So I have two angles, a1 and a2, in the range [0, 2*PI). I want to adjust a1 .01 radians towards a2. How do I determine if I need to add or subtract .01 radians?

I understand that I can calculate the two differences thusly:

difference1 = Math.abs(a2 - a1)

difference2 = 2*PI - difference1

But even given those two differences, I don't see how to make the leap in the right direction. I can't think of a simple way of doing it that doesn't involve looking at things on a case by case, per quadrant basis.

#include <cmath>

float const Pi = std::atan(1.0f) * 4.0f;

float angle_diff(float a1, float a2) {
  float diff = a2 - a1;
  
  if (diff >= Pi)
    return diff - 2.0f * Pi;
  
  if (diff < -Pi)
    return diff + 2.0f * Pi;
  
  return diff;
}

float limited_angle_diff(float a1, float a2, float max) {
  float d = angle_diff(a1, a2);
  
  if (std::abs(d) > max)
    return d > 0 ? max : -max;
  
  return d;
}

You should consider using unit-length complex numbers instead of angles, because rotations are more naturally expressed that way. If you were doing that, this is what the could would look like:

#include <complex>

typedef std::complex<float> Complex;

Complex limited_rotation_towards(Complex z1, Complex z2, Complex max) {
  Complex r = z2 / z1; // Look, ma, no special cases!
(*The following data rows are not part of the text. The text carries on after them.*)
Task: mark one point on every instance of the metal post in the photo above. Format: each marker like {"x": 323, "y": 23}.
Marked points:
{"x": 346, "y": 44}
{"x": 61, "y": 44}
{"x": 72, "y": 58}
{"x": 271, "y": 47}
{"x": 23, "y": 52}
  if (std::abs(r.imag()) > max.imag())
    return r.imag() > 0 ? max : conj(max);

  return r;
}

Is the complex just a mapping of (real, imaginary) -> (x, y) for this case?

35 minutes ago, aptpatzer said:

Is the complex just a mapping of (real, imaginary) -> (x, y) for this case?

A complex number is a number of the for a+b*i, where i = sqrt(-1). You can identify the point (x,y) with the complex number x+y*i, and a rotation of angle a with the complex number cos(a)+sin(a)*i. Then applying a rotation around the origin is simply multiplication. That makes a lot of operations very convenient.

Let me know if that's still not clear enough.

Yep it's clear. Euler's formula traces a unit circle in the complex plane. I'll have to implement a complex class and overload some arithmetic operators for it. That should be fun and useful though. Thanks for the help sir.

Incidentally the same mapping also applies to the higher-order complex numbers like quaternians, but thinking of orientation as a four-dimensional value is a little more difficult.